次の日、仕事帰りに志賀と下見がてらやって来たお店はイタリアンのお店だった。


あまりにも志賀には似つかわしくないラブリーな感じのお店に、つい入り口で立ち尽くしてしまった。


「兎に角、中に入ろう。」


「う、うん……そうね。」


中に入るとーーー


やっぱり、女子だらけだった。


だけど入ってすぐの所に本格的な石窯があって、チーズのトロけるいい匂いが店内に漂っていた。


「へぇ…美味しそうなお店じゃない。」


「だろ?」


席に案内され座ったものの、あちらもこちらも女子だらけで居心地悪そうな志賀。


「ねぇ、何でこのお店にしたの?」


落ち着きのない志賀を見ていると自然と笑いが込み上げてくる。


「実はさ、俺の姉貴が教えてくれたんだ。」


「お姉さんが?」


そうだ、確か志賀にはお姉さんがいたんだ。


何年か前に結婚して赤ちゃんが去年生まれたって言ってたような。


「ああ、この前、久しぶりに連絡来てさ、丁度、同期会の店探してたから、どこかいい店知らないかって聞いてみたんだよ。するとここが美味いって言うから……。」


「確かにね、あの石窯とかも本格的だもんね。」


「実は一度見に来たんだよ、俺一人で。
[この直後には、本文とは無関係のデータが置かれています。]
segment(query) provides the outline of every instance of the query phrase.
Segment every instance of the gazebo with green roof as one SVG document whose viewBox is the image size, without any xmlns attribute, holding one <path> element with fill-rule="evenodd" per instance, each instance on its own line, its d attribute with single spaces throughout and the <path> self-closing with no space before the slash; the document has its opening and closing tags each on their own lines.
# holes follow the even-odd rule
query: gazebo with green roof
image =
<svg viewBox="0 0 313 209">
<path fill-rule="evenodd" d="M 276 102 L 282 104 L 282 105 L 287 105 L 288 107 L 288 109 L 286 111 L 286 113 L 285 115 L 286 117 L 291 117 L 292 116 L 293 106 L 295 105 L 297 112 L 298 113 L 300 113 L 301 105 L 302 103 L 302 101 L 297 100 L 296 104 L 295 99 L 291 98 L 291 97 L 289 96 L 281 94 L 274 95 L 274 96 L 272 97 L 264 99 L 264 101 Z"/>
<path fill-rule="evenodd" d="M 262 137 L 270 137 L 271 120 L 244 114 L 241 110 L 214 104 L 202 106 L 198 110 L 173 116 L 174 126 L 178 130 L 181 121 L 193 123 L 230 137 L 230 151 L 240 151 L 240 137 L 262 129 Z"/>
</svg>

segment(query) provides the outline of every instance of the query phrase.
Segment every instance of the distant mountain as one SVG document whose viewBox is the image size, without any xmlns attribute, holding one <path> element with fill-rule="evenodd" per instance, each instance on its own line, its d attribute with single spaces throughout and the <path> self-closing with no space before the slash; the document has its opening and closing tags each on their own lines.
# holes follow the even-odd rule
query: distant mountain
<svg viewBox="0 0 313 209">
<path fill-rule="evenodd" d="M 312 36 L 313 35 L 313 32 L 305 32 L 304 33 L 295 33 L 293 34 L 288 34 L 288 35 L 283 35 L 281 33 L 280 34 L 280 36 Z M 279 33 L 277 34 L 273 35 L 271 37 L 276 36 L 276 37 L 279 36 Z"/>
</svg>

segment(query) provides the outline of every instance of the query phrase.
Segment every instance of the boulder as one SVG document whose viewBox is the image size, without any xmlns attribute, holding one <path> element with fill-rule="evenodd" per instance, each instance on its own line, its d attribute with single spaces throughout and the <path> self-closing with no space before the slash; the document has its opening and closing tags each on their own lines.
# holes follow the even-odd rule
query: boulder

」


「そうだったの?」


「だけどこれだろ?」


と、周りに目線を向ける志賀。


「予約だけしてその日は食わずに帰ったんだ。」


なるほど。


それで今日、私を誘った訳か。


「良いお店じゃない。」


「一応、個室の方を予約してある。流石にこの状況だと野郎は落ち着かねぇし。」